Definition 1 An \(I\times I\) matrix is called a square matrix. Their collection is denoted by \(\Mat_I(A)\).

In particular, when \(I\) is a finite set and \(A\) is commutative, \(\Mat_{n}(A)\) has special properties: this object is not only an \(A\)-module but also carries a multiplication defined on it. In other words, \(\Mat_{n}(A)\) is an \(A\)-algebra.

Proposition 2 In this situation, \(\Mat_n(A)\) is a unital associative algebra.

Proof

That \(\Mat_n(A)\) is an associative \(A\)-algebra follows immediately from §Matrices, §§Matrix Multiplication. One can verify that the identity element for multiplication in \(\Mat_n(A)\) is the following identity matrix

\[I_n=\begin{pmatrix}1&0&\cdots&0\\0&1&\cdots&0\\\vdots&\vdots&\ddots&\vdots\\0&0&\cdots&1\end{pmatrix}\]
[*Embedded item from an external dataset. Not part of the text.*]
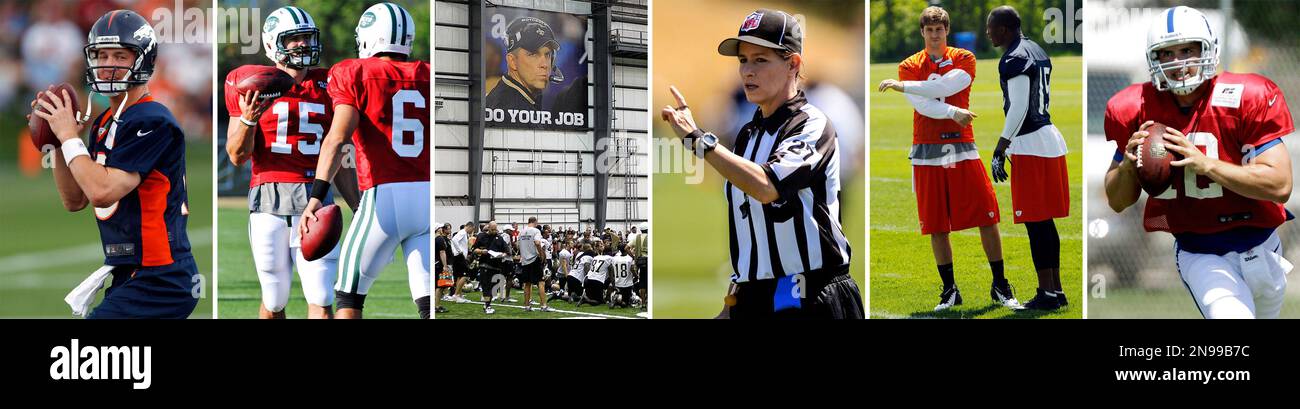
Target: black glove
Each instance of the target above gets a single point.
(999, 164)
\(M_n(A)\) has the canonical basis \((E_{ij})\), and considering the structure constants for these yields the formula

\[E_{ij}E_{jk}=\delta_{jh}E_{ik}\]

Definition 3 We denote by \(\GL_n(A)\) the collection of elements of \(\Mat_n(A)\) that have multiplicative inverses.
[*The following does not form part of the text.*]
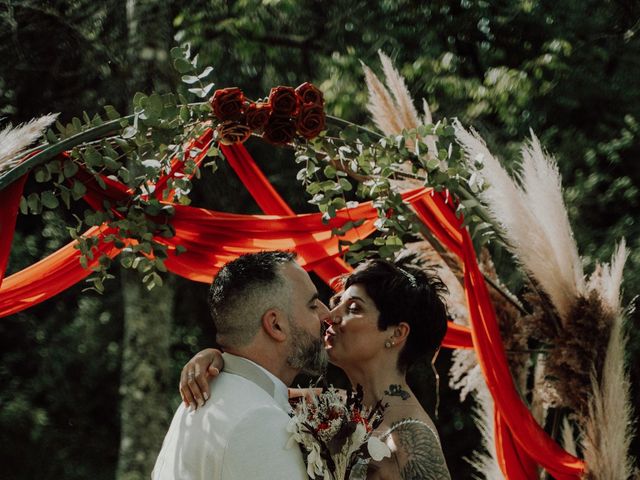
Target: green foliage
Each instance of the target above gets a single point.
(503, 67)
Fix a basis \(\mathcal{B}=(e_i)_{i\in I}\) of a free \(A\)-module \(M\), and let \(\lvert I\rvert=n\). Then for any \(u\in \End_{\lMod{A}}(M)\), we have \(\[u\]_{\mathcal{B}}^\mathcal{B}\in\Mat_n(A)\), and if \(u\) is an isomorphism then by §Matrices and Linear Maps, ⁋Corollary 4 we have \(\[u\]_{\mathcal{B}}^\mathcal{B}\in\GL_n(A)\). Then by §Dual Spaces, ⁋Proposition 5 and §Matrices and Linear Maps, ⁋Proposition 5, the formula

\[\bigl([u^{-1}]_{\mathcal{B}}^\mathcal{B}\bigr)^t=\bigl(\bigl[u^\ast\bigr]_{\mathcal{B}^\ast}^{\mathcal{B}^\ast}\bigr)^{-1}\]

holds.

Change of Basis

Proposition 4 Let \(M\) be an arbitrary \(A\)-module, and let \(\mathcal{B}=(e_i)_{i\in I}\) be a finite basis of \(M\). Then the condition that the formula

\[e_i'=\sum_{j=1}^n a_{ji}e_i,\qquad 1\leq i\leq n\]
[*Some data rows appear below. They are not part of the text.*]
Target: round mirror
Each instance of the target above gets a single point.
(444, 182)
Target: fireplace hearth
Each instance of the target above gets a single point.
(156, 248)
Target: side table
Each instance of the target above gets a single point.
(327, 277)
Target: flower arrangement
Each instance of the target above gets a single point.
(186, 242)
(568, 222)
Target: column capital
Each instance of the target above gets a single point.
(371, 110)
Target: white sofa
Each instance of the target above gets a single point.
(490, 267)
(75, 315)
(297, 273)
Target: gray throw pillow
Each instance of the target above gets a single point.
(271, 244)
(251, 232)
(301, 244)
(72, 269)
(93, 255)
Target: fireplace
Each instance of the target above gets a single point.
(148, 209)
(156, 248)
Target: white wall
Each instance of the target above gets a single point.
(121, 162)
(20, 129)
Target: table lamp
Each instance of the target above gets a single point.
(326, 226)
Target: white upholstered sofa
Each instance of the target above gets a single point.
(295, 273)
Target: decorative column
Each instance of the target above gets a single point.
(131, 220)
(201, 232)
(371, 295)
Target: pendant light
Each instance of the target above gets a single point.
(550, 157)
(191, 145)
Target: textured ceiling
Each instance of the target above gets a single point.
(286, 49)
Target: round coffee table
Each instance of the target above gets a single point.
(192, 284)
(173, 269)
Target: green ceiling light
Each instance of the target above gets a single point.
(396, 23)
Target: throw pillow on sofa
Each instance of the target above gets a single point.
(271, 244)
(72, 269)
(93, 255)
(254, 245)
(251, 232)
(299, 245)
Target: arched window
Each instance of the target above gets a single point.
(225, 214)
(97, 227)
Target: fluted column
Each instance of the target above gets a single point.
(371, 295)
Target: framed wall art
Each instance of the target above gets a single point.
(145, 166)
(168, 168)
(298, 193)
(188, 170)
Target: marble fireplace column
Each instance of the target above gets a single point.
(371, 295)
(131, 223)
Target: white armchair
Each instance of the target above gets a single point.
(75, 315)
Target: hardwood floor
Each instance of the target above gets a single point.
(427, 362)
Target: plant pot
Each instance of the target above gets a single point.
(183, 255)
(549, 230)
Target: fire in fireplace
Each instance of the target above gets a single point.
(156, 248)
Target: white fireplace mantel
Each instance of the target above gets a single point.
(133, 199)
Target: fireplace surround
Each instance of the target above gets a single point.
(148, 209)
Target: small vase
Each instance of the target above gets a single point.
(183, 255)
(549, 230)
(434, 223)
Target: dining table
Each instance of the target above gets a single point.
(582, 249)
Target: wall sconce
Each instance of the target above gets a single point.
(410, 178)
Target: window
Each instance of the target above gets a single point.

gives a basis of \(M\) is equivalent to the square matrix \((a_{ji})\) having an inverse.

Proof

The given matrix \((a_{ji})\) is simply the matrix representation \(\[u\]_{\mathcal{B}}^\mathcal{B}\in\Mat_n(A)\) of the linear map \(u\in\End_{\lMod{A}}(M)\) defined by

\[u:e_i\mapsto e_i'=\sum_{j=1}^n a_{ji}e_i\]

Now this matrix having an inverse is equivalent to \(u\) being an isomorphism, which in turn is equivalent to \((u(e_i))_{i\in I}\) being a basis of \(M\).

Conversely, we may also regard the matrix \((a_{ji})\) as the matrix representation of the identity map \(\id_M:M \rightarrow M\) with respect to different bases. We write the basis \((e_i')\) as \(\mathcal{B}'\). Then since

\[\id_M(e_i')=\sum_{j=1}^n a_{ji}e_i\]

we have

\[([\id_M]^{\mathcal{B}'}_\mathcal{B})=(\langle \id_M(e_i'), e_j^\ast\rangle)_{(j,i)\in J\times I}=(a_{ji})_{(j,i)\in J\times I}\]

From this perspective, this matrix is also called the change-of-basis matrix from \(\mathcal{B}'\) to \(\mathcal{B}\).

More generally, the following holds.

Proposition 5 Let \(M\) and \(N\) be two \(A\)-modules, and let \(\mathcal{B}=(e_i)_{i\in I}\) and \(\mathcal{C}=(f_j)_{j\in J}\) be finite bases of \(M\) and \(N\), respectively. Then for other bases \(\mathcal{B}'=(e_i')_{i\in I}\) of \(M\) and \(\mathcal{C}'=(f_j')_{j\in J}\) of \(N\), the formula

\[[u]_{\mathcal{C}'}^{\mathcal{B}'}=[\id_N]^\mathcal{C}_{\mathcal{C}'}[u]^\mathcal{B}_\mathcal{C}[\id_M]^{\mathcal{B}'}_{\mathcal{B}}\]

holds.

Similar Matrices

Definition 6 Two \(m\times n\) matrices \(X, X'\) are called equivalent if there exist square matrices \(P\in\GL_m(A)\) and \(Q\in\GL_n(A)\) such that \(X'=PXQ\).

In the same context as the discussion preceding [Basic Linear Algebra] §Change of Basis, ⁋Definition 2, it is better to consider the following finer equivalence relation than that of equivalent matrices.

Definition 7 Two \(n\times n\) matrices \(X, X'\) are called similar if there exists a square matrix \(P\in\GL_n(A)\) such that \(X'=PXP^{-1}\).

Then setting \(M=N\), \(\mathcal{B}=\mathcal{C}\), and \(\mathcal{B}'=\mathcal{C}'\) in Proposition 5 above, we see that the matrix representations of an element \(u\) of \(\End_\rMod{A}(M)\) obtained through different bases are similar to each other.